YORKVILLE — How much should the state be involved — and how much is the state involved — in local government decisions?
Those questions were in focus during a recent meeting of Racine County officials and state legislators, as part of their discussion included a proposal that would keep more 17-year-olds in juvenile detention, as opposed to sending them to a correctional facility.
The move would reportedly cost the county upwards of $2 million. While the policy may be sound, the bill represents an unfunded mandate, one of many hamstringing local governments, County Executive Jim Ladwig said.
Other bills passed during this legislative session show increasing state interference in local government issues, said Rep. Peter Barca, D-Kenosha.
The highest-profile measures, including eliminating residency requirements for public employees and restricting local wage ordinances, haven’t directly affected Racine County. But Barca said the state set a precedent by passing those measures and warned Racine County officials about their impact.
“Your ability to pass ordinances to control your destiny is in jeopardy,” Barca said.
Assembly Speaker Robin Vos, R-Rochester, disagreed. The Legislature has only stepped in when local decisions affected state costs, he said.
The Milwaukee County Board’s living wage ordinance, for example, applied to those working in the state-run Family Care program. A new state law nullifies that.
“It was a darn easy decision to make because every nickel of that increase was paid for by the state of Wisconsin,” Vos said.
Counties and municipalities can still make their own decisions about how much to pay their workers if they are bearing the costs, he said.
Ladwig said he agreed with Vos’ reasoning, though he still expressed concern about other unfunded mandates.
Last year, the county submitted a list of almost 30 state rules it felt were unfunded or under-funded mandates — rules imposed by the state but not matched with state funding, often shifting the cost to local taxpayers.
County Supervisor Q.A. Shakoor II, who also attended the legislative breakfast last week, noted tax levy caps put in place hurt the county’s ability to generate more revenue.
“I find that as something that would be nice to be revisited,” Shakoor said. “I’m all for keeping the taxes lower and things like that, but I think ... the local officials have a better idea of what their community needs.”

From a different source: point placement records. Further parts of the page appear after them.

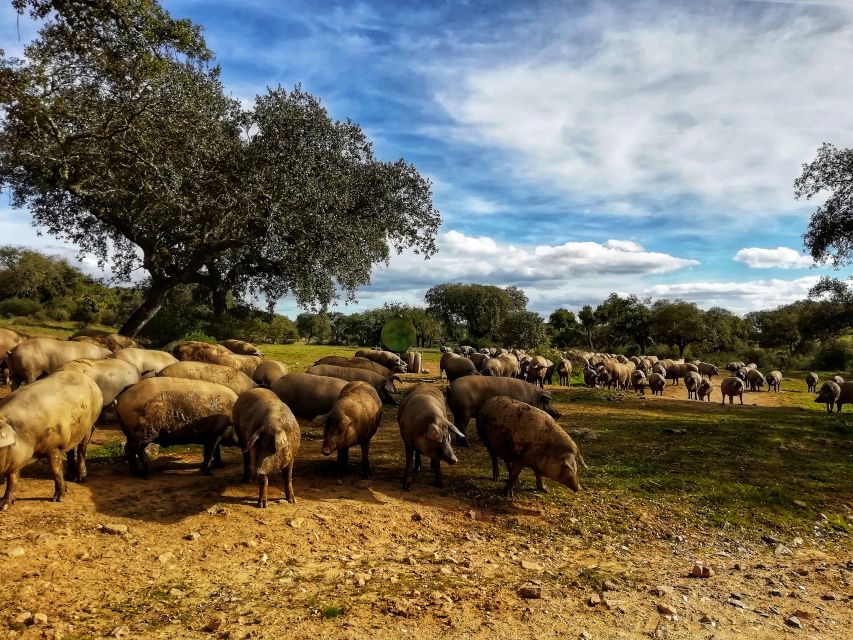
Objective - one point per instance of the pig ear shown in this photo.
(252, 441)
(434, 433)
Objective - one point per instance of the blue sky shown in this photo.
(638, 147)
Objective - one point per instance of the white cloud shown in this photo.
(722, 106)
(778, 258)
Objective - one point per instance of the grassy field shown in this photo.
(783, 465)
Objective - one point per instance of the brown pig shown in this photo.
(425, 430)
(45, 419)
(524, 436)
(269, 436)
(353, 420)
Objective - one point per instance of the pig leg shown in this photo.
(54, 459)
(263, 486)
(407, 476)
(365, 460)
(288, 484)
(514, 472)
(11, 490)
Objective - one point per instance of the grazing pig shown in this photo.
(383, 387)
(467, 395)
(37, 357)
(691, 383)
(172, 411)
(112, 376)
(425, 430)
(731, 387)
(268, 372)
(307, 395)
(564, 371)
(811, 382)
(353, 420)
(839, 394)
(657, 383)
(524, 436)
(269, 436)
(703, 391)
(774, 381)
(45, 419)
(200, 351)
(638, 381)
(8, 339)
(385, 358)
(147, 361)
(360, 363)
(229, 377)
(241, 347)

The juvenile-detention bill has stalled as officials continue to mull funding options, said state Sen. John Lehman, D-Racine, a supporter of the legislation. But he said the focus should be first on the policy.
“I fall on the side of making sure that we don’t make wrong decisions with these children or reduce their options,” Lehman said.
But reflecting the local view, Ladwig said it should not be an either-or proposition — the funding and policy should be discussed at the same time.
“It would be a significant burden to our taxpayers as a result of this initiative,” Ladwig said, “if it is not adequately funded.”